Is it not true that the brain process in ternary?
From the point of view of perception, I believe that we process the world in terms of pairwise comparisons. For example, the atomic indivisible of visual processing is figure/ground separation.
Yes. In opposites and in lack of data (null). Ternary thus fits better.
Back in ancient CS classes my prof said that was a Russian attempt of building ternary processors with +1, 0, -1 represented as voltages.
Another strike in for-ternary column is that it's the most efficient in the number of digits for representing numbers. Pi is optimally efficient but non-integer bases would break anyone's brain, I think.
The brain doesn't do any of that. The brain is neural goo.

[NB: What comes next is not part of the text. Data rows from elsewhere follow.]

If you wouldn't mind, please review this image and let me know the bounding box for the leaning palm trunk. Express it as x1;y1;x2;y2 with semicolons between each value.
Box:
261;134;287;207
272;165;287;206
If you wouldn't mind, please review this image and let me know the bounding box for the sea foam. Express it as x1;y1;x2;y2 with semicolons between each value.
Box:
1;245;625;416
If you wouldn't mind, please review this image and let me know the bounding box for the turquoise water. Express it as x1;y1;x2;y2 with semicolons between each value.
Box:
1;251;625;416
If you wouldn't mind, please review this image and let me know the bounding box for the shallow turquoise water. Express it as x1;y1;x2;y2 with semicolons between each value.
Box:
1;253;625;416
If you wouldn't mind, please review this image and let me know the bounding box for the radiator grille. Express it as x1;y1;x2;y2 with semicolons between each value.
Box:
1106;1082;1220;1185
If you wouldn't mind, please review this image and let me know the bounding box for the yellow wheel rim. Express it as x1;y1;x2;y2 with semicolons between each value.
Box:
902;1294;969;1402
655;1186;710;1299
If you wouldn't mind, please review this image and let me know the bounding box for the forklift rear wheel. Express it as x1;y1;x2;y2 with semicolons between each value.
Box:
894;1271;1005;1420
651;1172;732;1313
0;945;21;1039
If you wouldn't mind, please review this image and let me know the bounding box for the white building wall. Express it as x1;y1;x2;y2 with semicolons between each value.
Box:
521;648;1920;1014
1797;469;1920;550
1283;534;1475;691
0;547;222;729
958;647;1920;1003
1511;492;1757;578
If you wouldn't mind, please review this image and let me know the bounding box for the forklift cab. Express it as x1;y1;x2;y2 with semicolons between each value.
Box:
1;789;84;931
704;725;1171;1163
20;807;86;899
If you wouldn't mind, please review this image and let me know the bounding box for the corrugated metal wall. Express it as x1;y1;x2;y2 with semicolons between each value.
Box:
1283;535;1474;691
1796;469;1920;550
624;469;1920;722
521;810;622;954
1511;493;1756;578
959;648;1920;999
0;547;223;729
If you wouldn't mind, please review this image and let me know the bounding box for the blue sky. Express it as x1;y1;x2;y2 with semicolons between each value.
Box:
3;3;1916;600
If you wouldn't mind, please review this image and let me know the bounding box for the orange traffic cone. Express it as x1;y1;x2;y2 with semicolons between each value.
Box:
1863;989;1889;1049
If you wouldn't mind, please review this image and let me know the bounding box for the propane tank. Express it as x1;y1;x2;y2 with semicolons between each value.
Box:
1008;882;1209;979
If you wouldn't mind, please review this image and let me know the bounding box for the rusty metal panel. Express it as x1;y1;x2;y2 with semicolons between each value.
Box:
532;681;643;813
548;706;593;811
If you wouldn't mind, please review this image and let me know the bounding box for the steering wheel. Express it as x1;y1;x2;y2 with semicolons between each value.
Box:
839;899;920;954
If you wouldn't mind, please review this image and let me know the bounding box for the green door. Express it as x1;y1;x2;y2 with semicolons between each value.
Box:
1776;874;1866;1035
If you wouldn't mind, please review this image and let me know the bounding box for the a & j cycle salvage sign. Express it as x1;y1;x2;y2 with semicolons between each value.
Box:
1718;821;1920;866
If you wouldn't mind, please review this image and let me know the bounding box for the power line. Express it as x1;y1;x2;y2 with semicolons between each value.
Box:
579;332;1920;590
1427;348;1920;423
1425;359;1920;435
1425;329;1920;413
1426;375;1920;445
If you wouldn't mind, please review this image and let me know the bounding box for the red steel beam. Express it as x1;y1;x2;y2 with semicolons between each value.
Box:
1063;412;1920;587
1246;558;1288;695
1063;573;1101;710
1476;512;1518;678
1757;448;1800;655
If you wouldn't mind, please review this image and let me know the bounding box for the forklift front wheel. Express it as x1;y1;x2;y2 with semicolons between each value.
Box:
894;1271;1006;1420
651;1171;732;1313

It can arduously crank through simple logic problems with its ludicrously tiny memory (around 8 bytes). Everything else is intuition and guesswork.
You can try to model those heuristics with various logics. Some logics work better in certain situations. Classical first order logic is actually really bad at modeling brain work, but it's simple to automate, so we use it even where it's wildly inappropriate.
It was ported from the Mac version, along with Illustrator, using a set of libraries called Lattitude that implimented the Mac toolbox on Unix systems.
Dam right. It’s a medium that a reasonably intelligent individual from any time in future/past history could intuitively understand. Let’s not forget that NASA chose a record to store the digital images it sent with Voyager on precisely that assumption.